Baker said she "was totally surprised" when she learned the Royces wanted to honor her and her work.
The Conservancy has raised $850,000 for the project which will include restoring the stone and shingle barn, removing the center section that was added in later years, and adding both an indoor and outdoor dining terrace with Long Island Sound views. The red brick restroom building will be demolished. Once work on the Old Barn is finished, the parking lot between the barn and Innis Arden Cottage will be replaced with beach grasses, benches and a winding stone path.
The Conservancy has filed its plans with the Greenwich Building Department and anticipates receiving the building permits in about two weeks. Construction should take five to six months, according to Franco.
First Selectman Peter Tesei was among several local pols — including U.S. Sen. Richard Blumenthal (D-Greenwich), state Sen. Scott Frantz (R-36), and state Rep. Steve Walko who had nothing but praise for Baker's efforts to promote and preserve the Greenwich waterfront.
Tesei, who was a student of Baker’s at Greenwich High School, said the barn restoration will “extend the polishing of the jewel in the crown of Greenwich Point.” He said visitors will “appreciate the milestone of what it’s about…the many decades” of Baker’s efforts.
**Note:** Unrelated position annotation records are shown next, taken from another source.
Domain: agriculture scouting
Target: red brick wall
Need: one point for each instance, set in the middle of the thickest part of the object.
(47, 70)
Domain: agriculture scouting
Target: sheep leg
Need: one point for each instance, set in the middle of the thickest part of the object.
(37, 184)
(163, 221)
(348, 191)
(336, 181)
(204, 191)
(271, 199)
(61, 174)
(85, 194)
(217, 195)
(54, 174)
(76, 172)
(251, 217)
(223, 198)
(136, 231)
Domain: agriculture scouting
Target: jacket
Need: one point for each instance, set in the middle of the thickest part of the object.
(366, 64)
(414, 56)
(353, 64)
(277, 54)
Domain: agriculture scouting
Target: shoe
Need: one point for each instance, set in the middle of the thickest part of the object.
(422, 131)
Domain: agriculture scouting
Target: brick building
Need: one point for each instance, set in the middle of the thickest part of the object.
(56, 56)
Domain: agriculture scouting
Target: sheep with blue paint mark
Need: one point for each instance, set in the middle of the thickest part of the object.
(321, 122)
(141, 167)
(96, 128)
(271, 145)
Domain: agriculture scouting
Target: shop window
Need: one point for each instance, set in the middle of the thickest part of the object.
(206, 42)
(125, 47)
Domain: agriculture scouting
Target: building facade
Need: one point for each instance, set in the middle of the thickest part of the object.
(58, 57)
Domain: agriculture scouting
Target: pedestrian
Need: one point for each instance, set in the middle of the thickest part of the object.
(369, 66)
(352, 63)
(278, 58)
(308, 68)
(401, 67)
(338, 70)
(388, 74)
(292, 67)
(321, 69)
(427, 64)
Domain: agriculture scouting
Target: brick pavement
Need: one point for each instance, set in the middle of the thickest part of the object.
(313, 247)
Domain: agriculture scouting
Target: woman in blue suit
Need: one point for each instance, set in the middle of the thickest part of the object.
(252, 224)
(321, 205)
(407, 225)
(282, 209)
The emphasis on decades of service, prompted laughter from the crowd huddled on the beachside of the boarded up barn.
“You’re already digging,” quipped Blumenthal, prompting more laughter.
“It’s not quicksand,” replied Tesei, as he stood next to a row of the ceremonial shovels. To which Baker responded, “And I’m not grading you.”
Blumenthal described Baker as an “irresistable and indominable force” whose work will guarantee that future generations will be able to enjoy Greenwich's beaches on Long Island Sound.
Frantz said the project is another example of the public-private partnerships the town continues to develop to take on major capital improvement projects.
Of the town's partnership with the Conservancy to complete the project, Baker said, "They say it takes a village ... and you are the saviours" of the old barn and Greenwich Point."